El Cerrito took a high-stakes financial gamble in July when it disobeyed a state-mandated demand from Contra Costa County Auditor-Controller Robert Campbell to pay back $1.76 million in property tax revenues linked to the Redevelopment Agency.
The city instead sued Campbell and the state Department of Finance in Sacramento County Superior Court, saying that Campbell's calculations were incorrect and that the threatened penalties were unconstitutional. The penalties for failure to comply with the payment demand included suspension of the city's sales tax revenues.
The dispute grew out of the state's dissolution of California's nearly 400 local Redevelopment Agencies, resulting in disagreements over what agency assets and funds could be retained by local governments.
In a Dec. 21 judgment, Sacramento County Superior Court Judge Michael Kenny accepted a settlement agreement by the parties to the suit allowing the city to keep the $1.76 million and avoid any of the threatened penalities, which also included fines. The settlement pact, or "stipulation to entry of judgment," was filed by the parties on Dec. 19.
The judgment and the settlement agreement are attached to this article.
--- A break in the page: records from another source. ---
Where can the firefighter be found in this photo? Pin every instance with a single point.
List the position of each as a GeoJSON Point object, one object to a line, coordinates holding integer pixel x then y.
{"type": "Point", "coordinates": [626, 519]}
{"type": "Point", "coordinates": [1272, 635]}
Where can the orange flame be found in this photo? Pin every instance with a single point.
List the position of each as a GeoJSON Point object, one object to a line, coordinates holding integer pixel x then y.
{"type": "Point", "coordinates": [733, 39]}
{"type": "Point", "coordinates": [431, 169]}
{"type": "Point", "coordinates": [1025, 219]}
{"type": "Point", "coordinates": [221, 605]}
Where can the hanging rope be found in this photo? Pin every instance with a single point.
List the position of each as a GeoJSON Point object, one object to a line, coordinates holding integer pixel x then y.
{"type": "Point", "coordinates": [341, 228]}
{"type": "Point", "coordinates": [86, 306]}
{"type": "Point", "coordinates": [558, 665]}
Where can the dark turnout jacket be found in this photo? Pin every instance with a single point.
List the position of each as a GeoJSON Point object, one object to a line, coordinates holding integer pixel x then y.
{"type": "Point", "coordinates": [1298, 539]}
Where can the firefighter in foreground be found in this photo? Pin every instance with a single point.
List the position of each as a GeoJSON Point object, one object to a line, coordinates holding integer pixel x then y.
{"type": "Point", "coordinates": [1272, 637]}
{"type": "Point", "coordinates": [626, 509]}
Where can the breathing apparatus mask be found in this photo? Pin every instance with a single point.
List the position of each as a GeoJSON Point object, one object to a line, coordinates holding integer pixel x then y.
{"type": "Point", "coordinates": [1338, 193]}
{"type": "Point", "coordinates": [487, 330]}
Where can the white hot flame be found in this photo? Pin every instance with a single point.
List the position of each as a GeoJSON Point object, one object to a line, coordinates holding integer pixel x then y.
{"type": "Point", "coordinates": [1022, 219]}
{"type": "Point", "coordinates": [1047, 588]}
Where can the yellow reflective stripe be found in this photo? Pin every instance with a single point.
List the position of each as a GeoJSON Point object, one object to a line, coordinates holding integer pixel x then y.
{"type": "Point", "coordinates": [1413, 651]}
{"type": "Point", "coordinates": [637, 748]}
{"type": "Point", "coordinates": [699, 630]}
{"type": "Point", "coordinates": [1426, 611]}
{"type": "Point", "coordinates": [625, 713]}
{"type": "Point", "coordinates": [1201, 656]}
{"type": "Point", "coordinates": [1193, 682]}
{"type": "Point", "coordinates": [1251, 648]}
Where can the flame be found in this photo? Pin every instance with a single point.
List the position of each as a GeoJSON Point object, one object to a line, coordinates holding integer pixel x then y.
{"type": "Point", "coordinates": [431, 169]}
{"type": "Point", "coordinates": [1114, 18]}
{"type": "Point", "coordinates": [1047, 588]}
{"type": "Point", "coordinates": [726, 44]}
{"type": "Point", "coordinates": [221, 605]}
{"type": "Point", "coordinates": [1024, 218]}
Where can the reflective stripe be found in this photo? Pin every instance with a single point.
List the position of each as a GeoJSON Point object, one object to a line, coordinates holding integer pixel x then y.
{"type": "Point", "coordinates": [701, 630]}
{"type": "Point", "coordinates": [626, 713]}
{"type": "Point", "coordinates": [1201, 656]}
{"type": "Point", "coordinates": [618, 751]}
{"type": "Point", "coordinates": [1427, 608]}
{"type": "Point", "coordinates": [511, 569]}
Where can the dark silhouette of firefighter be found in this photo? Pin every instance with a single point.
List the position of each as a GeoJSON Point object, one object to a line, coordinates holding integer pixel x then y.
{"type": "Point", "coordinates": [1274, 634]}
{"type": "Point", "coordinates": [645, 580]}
County Auditor-Controller Campbell told Patch Monday that his calculations were correct based on the data that the state provided to him and that the court settlement chiefly represented an agreement between the city and the state.
"My office performed our duties the way we're supposed to," said Campbell, who is among those who signed the agreement. "The agreement is really between the city and the state. My calculations were based on data submitted and approved by the state."
"They (officials in the state Department of Finance) probably have the details as to why the state agreed to have El Cerrito not pay the amount that I calculated," he said.
Background of El Cerrito's lawsuit
El Cerrito was one of 16 local governments in California that refused to make the so-called "true up payments" demanded under a state law passed last year. Another 11 jurisdictions paid less than was demanded of them. The law, AB 1484, targeted property tax revenues linked to the former Redevelopment Agencies, whose revenues and assets the state hoped to tap to help close the state's budget gap.
El Cerrito was ordered to pay $1.76 million, an amount that city officials said was miscalculated and that they couldn't afford without endangering other city programs and the city's ability to meet bond obligations. The city filed suit on July 12 against the state and Campbell, who was tasked under AB 1484 with calculating and issuing the "demand for payment" sent to El Cerrito on July 9.
AB 1484 provides strict penalties for the local governments that don't comply, including a blockage of sales tax revenues. The non-complying localities also face other financial penalities, which in El Cerrito's case would have been 20 percent of the amount owed plus an additional 3 percent of the amount owed for every month that it's not paid.
Origin of state-local battle
The conflict stems from the decision in 2011 by the state Legislature and Gov. Jerry Brown to dissolve the state's local redevelopment agencies in order to secure more revenue to close the state's budget gap. Redevelopment agencies received a certain amount of property taxes to fight local blight with development and housing projects.
AB 1484 – described as "clean up" legislation for the 2011 law (ABx1 26) abolishing redevelopment agencies – provided that each county's auditor controller issue a "demand for payment" letter by July 9 to each local entity that had a redevelopment agency.
The payment demands were called "true up" payments that the local jurisdictions were told they must pay back from the property tax revenues that had been distributed to them by county auditor controllers in December 2011 and January 2012, when redevelopment agencies still existed on paper. The agencies were in a legally comatose state because of earlier court challenges to the state's attempt to eliminate them.
Redevelopment agencies were officially dissolved Feb. 1, following a state Supreme Court decision upholding their elimination.